One aim of structuring elicitation processes is to quantify (but not eliminate) uncertainty. Structured expert elicitation protocols achieve this by standardising the response formats of quantitative elicitation questions, and IDEA, for instance, asks experts to provide bounds that give a measure of uncertainty. The procedure removes consensus pressure and associated biases by aggregating individual judgements mathematically rather than behaviourally. In peer review, this can be achieved by structuring judgements around a predefined set of questions about research quality, expressed in quantitative terms (some peer review rubrics do this already [67]).

Importantly, many structured expert elicitation protocols complement quantitative estimation in several ways, i.e. by collecting written feedback, facilitating discussion among experts, encouraging experts to correct misunderstandings, and by exploring diverse perspectives and counterfactual evidence without forcing consensus. A peer review process modelled after the IDEA protocol will generate both quantitative and qualitative data that will feed into editorial decision-making.

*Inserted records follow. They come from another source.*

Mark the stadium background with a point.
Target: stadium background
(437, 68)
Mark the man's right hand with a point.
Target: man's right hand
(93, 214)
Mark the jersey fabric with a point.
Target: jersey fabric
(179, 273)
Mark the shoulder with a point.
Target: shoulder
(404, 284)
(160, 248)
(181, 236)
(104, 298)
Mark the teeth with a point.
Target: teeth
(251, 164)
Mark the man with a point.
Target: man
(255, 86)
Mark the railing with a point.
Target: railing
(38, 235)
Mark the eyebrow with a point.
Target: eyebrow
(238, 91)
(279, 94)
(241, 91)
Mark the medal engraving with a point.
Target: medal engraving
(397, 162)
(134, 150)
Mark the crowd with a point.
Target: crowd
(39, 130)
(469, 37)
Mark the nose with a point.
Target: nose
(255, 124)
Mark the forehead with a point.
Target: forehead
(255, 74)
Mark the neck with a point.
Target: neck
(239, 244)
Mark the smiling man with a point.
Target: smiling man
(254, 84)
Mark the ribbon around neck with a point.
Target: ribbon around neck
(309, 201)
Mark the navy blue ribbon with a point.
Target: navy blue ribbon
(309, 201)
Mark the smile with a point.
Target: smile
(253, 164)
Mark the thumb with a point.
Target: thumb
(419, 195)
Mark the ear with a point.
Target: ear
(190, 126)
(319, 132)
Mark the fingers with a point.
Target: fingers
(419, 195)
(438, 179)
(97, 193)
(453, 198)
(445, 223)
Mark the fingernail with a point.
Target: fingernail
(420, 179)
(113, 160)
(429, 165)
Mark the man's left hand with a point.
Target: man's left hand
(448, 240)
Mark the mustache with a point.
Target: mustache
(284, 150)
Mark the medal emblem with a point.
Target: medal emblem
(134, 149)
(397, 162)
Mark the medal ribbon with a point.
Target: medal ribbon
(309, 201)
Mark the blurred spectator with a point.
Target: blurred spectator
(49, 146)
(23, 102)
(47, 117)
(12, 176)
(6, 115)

Nevertheless, the use of numerical scores may give an unwarranted impression of precision. Indeed, the extent to which different reviewers and/or the editors share conceptualisations or reference points for these scores is questionable and peer reviewers often are miscalibrated [68,69,70]. Notwithstanding these legitimate concerns, asking peer reviewers to provide numerical scores and interval judgements, in addition to narrative evaluations, may more readily highlight areas of disagreement and uncertainty. In discussion, expert groups may resolve some of their initial disagreements, while remaining disagreements may require the attention of the editor(s) and/or author(s).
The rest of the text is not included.